Homer's record store founder offers some straight shooting on starting a business


It was 1971 when Bruce Hoberman came to Omaha, looked around and couldn't find a record shop. Thinking he'd stumbled upon a need not yet met here, Hoberman took out a loan from a buddy and started Homer's, a music retail chain and distributor that is still in operation today.

“If I hadn't opened it,” he said, someone else “would've saw the same thing I did.”

Hoberman, 66, who went on to be CEO of Internet auction service provider Proxibid, offered several business decision-making suggestions at the Straight Shot mentor dinner that drew about 60 people, who ranged from entrepreneurs to workers for Omaha's largest corporations.

Among the tips from the now-chairman of the board at Proxibid:

»  A positive cash flow is essential to the success of a business. Never run out of cash. An unplanned raising of capital makes investors question what you do and how you do it.

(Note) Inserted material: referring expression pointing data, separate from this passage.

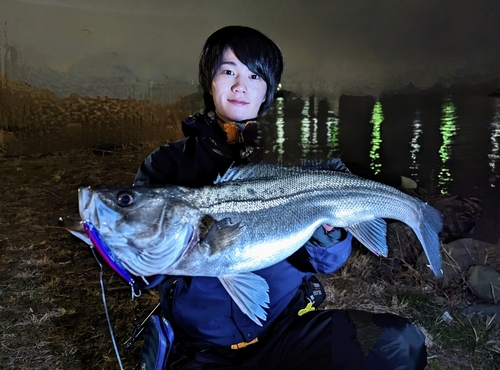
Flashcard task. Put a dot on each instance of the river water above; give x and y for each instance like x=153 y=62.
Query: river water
x=447 y=141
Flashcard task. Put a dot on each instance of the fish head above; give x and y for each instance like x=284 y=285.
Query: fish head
x=146 y=228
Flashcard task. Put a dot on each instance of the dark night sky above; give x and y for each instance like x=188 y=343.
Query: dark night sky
x=329 y=45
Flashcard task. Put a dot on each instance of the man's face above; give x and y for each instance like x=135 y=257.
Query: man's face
x=237 y=92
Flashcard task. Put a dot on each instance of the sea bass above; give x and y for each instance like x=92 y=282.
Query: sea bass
x=251 y=218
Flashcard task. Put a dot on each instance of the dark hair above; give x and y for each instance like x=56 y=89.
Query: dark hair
x=254 y=49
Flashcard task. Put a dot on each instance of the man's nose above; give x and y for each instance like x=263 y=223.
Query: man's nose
x=239 y=86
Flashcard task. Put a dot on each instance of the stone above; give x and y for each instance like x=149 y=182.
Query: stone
x=484 y=281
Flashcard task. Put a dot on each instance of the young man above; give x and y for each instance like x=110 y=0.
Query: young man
x=239 y=70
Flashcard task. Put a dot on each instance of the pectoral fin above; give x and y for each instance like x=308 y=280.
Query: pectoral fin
x=221 y=235
x=372 y=234
x=250 y=292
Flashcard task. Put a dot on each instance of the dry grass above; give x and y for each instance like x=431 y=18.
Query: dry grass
x=51 y=312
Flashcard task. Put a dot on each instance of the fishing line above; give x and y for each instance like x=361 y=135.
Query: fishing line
x=103 y=294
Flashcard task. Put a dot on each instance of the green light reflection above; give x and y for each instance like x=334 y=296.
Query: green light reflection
x=376 y=121
x=305 y=130
x=447 y=129
x=280 y=128
x=332 y=134
x=415 y=146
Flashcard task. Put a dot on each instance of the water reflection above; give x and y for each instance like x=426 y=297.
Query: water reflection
x=415 y=146
x=494 y=156
x=447 y=129
x=376 y=141
x=308 y=131
x=278 y=146
x=332 y=134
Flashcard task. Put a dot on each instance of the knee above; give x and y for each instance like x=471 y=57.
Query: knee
x=401 y=345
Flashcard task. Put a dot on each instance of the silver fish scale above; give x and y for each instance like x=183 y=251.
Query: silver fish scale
x=251 y=218
x=279 y=215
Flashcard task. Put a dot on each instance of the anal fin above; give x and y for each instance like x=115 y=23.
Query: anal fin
x=250 y=292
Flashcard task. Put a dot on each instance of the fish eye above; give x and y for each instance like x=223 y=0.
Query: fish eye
x=124 y=199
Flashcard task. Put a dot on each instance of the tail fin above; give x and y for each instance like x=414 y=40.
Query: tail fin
x=428 y=234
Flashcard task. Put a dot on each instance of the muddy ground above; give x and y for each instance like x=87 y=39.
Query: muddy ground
x=51 y=309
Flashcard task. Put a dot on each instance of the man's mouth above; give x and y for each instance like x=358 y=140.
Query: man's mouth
x=238 y=102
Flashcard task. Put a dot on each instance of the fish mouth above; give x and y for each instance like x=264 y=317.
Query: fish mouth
x=85 y=195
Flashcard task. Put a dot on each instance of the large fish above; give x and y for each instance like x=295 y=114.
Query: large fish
x=253 y=217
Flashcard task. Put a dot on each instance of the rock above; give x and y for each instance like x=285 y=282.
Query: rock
x=484 y=281
x=490 y=310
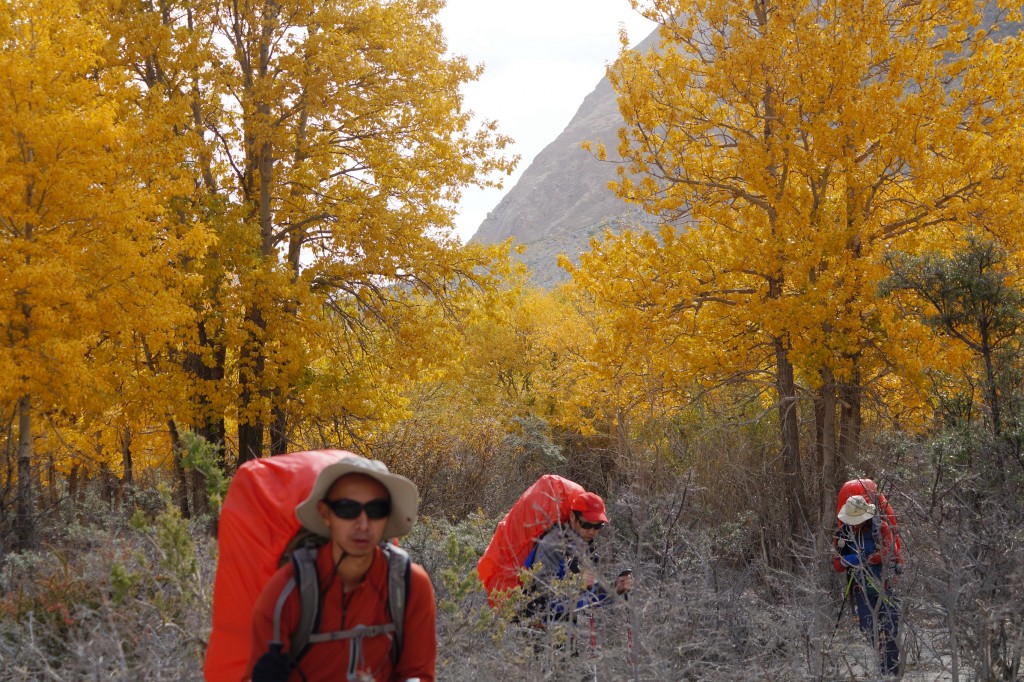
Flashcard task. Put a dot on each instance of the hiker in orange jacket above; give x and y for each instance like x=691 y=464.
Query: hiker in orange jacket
x=865 y=550
x=355 y=503
x=567 y=550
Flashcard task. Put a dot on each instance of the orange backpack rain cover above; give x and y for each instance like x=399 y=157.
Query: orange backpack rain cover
x=257 y=521
x=869 y=491
x=543 y=505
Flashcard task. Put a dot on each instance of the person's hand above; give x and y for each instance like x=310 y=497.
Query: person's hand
x=624 y=583
x=851 y=559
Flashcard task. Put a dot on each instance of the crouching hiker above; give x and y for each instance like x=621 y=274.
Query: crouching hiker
x=373 y=616
x=565 y=565
x=866 y=550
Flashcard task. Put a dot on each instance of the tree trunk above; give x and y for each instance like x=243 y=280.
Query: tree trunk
x=850 y=421
x=180 y=479
x=790 y=432
x=250 y=377
x=25 y=518
x=279 y=431
x=825 y=406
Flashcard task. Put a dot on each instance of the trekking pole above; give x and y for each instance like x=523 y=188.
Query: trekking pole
x=842 y=606
x=630 y=641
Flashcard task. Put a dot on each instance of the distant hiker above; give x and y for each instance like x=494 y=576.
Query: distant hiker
x=866 y=549
x=565 y=565
x=354 y=504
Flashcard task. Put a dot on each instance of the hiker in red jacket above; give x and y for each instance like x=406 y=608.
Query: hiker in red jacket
x=865 y=549
x=566 y=551
x=355 y=503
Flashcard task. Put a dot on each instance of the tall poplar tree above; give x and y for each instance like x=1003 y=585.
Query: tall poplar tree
x=87 y=262
x=786 y=146
x=329 y=148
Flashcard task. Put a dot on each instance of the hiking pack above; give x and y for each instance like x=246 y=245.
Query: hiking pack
x=543 y=505
x=258 y=533
x=885 y=518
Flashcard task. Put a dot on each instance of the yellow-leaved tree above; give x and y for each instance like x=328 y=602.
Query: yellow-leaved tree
x=786 y=146
x=329 y=145
x=87 y=258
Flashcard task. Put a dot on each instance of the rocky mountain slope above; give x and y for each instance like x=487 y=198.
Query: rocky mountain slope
x=562 y=198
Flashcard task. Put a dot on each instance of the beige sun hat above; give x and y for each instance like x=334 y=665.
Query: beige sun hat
x=856 y=510
x=404 y=497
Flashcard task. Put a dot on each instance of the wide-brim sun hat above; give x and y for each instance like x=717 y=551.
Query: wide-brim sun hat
x=856 y=510
x=404 y=497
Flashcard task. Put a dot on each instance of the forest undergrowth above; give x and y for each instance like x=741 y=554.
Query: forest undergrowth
x=124 y=592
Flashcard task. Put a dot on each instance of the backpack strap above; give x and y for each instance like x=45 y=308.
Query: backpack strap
x=305 y=578
x=398 y=569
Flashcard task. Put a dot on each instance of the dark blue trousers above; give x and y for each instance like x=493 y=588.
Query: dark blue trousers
x=883 y=610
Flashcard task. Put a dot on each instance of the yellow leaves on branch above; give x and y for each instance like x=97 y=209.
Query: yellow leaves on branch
x=792 y=145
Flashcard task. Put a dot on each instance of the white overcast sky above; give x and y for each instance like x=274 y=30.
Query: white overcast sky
x=541 y=58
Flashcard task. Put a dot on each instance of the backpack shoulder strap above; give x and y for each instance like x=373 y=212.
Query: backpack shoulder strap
x=398 y=569
x=305 y=578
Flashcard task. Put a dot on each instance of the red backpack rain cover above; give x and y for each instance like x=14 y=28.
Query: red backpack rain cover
x=869 y=491
x=257 y=521
x=540 y=507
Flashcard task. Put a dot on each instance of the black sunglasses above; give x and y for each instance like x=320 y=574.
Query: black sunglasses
x=349 y=509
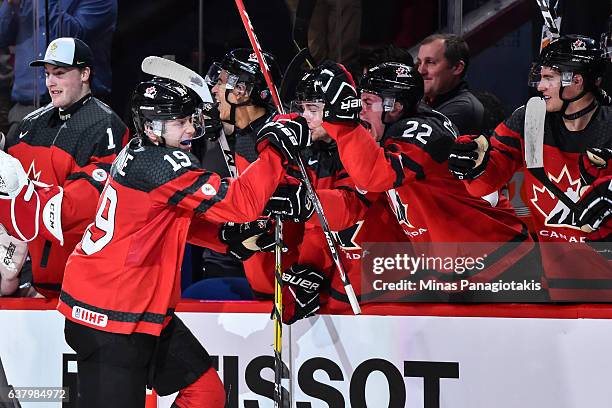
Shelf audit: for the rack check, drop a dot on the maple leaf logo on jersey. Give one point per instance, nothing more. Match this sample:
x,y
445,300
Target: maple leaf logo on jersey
x,y
578,45
32,173
557,214
400,209
150,92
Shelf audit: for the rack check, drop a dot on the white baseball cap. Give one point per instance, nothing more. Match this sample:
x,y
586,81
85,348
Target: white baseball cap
x,y
66,52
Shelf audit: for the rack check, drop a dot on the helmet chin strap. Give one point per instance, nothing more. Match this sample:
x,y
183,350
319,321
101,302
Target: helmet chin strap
x,y
581,112
233,106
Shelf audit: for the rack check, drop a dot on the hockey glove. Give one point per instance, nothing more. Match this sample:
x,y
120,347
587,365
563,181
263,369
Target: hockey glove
x,y
212,122
342,103
12,176
287,133
13,254
301,287
597,204
594,164
243,240
292,202
469,156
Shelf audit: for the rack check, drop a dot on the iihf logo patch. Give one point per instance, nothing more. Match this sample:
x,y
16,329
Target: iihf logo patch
x,y
150,92
578,45
402,72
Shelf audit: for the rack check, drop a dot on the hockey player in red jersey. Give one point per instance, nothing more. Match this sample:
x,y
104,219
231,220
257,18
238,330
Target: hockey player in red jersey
x,y
245,102
411,167
69,143
123,280
354,217
577,131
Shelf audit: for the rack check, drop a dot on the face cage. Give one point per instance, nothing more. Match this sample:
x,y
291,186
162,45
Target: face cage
x,y
197,119
220,76
535,76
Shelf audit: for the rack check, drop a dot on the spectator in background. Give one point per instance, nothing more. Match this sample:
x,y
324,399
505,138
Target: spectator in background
x,y
388,53
442,61
69,143
90,20
335,31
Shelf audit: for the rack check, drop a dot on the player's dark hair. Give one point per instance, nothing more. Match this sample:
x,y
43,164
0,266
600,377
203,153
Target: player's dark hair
x,y
388,53
455,49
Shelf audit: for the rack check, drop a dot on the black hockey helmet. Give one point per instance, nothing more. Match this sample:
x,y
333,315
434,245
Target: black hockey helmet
x,y
161,99
394,81
242,66
572,54
305,89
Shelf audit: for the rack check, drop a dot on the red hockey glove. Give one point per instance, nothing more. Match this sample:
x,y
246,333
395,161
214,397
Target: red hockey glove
x,y
301,287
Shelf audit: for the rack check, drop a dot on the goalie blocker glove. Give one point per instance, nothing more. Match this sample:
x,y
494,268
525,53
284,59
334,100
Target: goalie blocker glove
x,y
342,103
469,156
301,288
243,240
286,133
292,202
26,205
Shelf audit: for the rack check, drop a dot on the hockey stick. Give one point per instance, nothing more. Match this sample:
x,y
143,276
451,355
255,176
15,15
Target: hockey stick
x,y
535,116
331,243
549,19
6,401
166,68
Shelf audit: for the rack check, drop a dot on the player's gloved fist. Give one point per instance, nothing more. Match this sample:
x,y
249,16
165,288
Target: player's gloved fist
x,y
292,202
596,202
594,164
12,176
469,156
301,287
243,240
212,121
342,103
287,133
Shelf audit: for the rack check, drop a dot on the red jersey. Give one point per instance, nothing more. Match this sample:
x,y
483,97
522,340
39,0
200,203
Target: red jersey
x,y
74,152
574,272
428,202
124,276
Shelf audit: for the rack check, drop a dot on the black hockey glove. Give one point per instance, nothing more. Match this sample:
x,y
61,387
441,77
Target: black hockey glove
x,y
212,122
287,133
301,287
594,164
291,202
596,202
342,103
243,240
469,156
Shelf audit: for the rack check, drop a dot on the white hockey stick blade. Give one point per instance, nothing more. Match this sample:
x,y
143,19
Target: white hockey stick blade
x,y
166,68
535,115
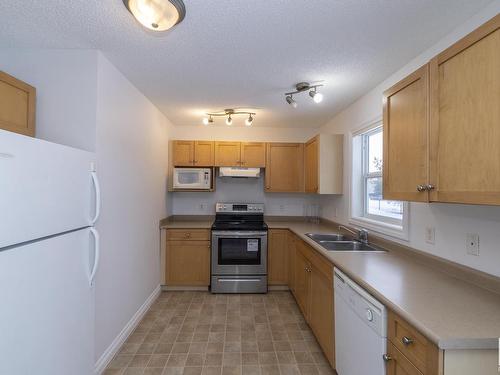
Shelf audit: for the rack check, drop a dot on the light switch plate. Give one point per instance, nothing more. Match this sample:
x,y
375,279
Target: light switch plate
x,y
430,235
472,244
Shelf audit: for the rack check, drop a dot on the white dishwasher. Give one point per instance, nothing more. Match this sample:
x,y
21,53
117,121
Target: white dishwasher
x,y
360,329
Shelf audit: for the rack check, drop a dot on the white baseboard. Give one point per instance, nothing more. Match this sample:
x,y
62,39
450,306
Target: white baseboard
x,y
167,288
110,352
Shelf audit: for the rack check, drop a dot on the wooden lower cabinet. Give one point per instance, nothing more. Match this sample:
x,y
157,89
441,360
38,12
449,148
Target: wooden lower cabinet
x,y
277,257
314,294
291,243
410,352
398,363
302,281
321,315
187,260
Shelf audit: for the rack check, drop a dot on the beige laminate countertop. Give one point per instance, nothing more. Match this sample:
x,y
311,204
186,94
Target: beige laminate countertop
x,y
452,313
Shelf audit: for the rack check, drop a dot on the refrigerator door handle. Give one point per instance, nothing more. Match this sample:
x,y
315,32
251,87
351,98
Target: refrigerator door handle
x,y
97,253
97,198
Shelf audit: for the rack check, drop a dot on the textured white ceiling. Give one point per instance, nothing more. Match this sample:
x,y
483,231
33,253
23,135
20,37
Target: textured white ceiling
x,y
240,53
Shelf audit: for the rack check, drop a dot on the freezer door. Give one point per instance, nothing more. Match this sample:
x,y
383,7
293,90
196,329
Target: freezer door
x,y
45,188
46,318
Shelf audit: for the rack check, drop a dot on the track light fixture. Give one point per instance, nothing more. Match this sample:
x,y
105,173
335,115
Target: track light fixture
x,y
249,120
289,100
301,87
229,113
208,120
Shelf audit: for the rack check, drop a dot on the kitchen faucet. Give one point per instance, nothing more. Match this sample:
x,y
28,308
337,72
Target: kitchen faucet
x,y
362,233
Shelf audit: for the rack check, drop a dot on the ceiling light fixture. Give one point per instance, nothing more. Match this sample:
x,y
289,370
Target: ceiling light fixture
x,y
207,120
317,96
229,113
249,120
289,100
157,15
301,87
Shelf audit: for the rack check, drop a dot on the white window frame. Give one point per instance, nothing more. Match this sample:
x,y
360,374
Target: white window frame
x,y
358,212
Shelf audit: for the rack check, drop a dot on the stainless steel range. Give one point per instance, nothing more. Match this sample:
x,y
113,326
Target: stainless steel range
x,y
239,249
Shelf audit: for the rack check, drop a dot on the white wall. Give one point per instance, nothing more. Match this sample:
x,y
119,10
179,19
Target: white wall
x,y
451,221
66,82
259,133
241,190
236,190
132,160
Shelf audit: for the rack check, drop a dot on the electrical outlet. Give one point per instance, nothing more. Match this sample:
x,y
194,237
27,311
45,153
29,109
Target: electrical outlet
x,y
472,244
430,235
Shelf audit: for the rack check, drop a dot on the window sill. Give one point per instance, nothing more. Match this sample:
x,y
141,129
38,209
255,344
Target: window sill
x,y
391,230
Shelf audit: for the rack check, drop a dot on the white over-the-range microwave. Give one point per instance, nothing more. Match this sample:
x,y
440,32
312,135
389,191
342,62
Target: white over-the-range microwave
x,y
192,178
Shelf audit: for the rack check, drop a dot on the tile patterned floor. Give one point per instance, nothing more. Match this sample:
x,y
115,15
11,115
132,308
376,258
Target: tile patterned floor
x,y
198,333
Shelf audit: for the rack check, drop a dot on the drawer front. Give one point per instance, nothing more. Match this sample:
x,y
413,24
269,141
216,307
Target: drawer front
x,y
408,341
188,234
398,363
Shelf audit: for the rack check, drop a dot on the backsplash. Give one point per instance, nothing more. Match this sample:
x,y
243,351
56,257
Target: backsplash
x,y
249,190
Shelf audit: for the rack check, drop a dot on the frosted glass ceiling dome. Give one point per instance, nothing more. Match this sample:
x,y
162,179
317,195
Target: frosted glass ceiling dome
x,y
157,15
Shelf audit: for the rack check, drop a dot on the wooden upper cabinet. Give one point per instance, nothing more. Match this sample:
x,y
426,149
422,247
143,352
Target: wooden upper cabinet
x,y
193,153
278,257
311,165
17,105
285,167
204,153
227,154
253,154
406,124
323,164
465,119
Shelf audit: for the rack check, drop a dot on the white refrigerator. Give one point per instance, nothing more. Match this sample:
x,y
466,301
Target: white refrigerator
x,y
49,253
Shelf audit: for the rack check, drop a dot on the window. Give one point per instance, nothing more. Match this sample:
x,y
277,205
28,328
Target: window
x,y
368,208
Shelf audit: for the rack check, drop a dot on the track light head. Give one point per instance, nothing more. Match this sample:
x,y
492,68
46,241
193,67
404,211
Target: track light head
x,y
289,100
249,120
317,97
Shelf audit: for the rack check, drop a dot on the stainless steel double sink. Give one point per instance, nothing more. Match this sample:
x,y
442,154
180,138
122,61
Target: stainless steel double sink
x,y
340,242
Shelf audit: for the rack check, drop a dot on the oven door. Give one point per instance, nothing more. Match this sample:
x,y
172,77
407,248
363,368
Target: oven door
x,y
239,253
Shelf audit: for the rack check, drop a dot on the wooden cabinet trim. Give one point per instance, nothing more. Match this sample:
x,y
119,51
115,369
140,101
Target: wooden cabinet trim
x,y
473,37
422,353
188,234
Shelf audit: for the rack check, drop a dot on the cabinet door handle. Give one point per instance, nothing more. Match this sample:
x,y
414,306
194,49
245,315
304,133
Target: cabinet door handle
x,y
406,340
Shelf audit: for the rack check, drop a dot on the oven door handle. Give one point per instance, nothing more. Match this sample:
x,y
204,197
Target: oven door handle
x,y
238,233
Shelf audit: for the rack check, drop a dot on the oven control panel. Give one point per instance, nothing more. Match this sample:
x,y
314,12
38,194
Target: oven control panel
x,y
243,208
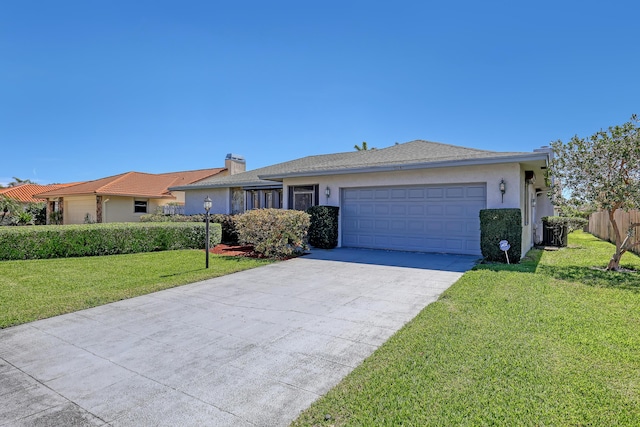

»  Don't let education get in your way. Hoberman was armed with the loan from the friend and a degree in English literature when he wanted to open Homer's. Everyone said he couldn't do it, he said, yet he “foolishly went ahead and built a successful business.”

»  If it ain't broke, fix it. Listening to the better-known “if it ain't broke, don't fix it” phrase is a road map to failure. That says you're not going to address a problem until it's a problem. Similarly, if you don't constantly reinvent yourself as a businessperson, someone else will.

Correction: A previous version of this story stated that Hoberman created Proxibid.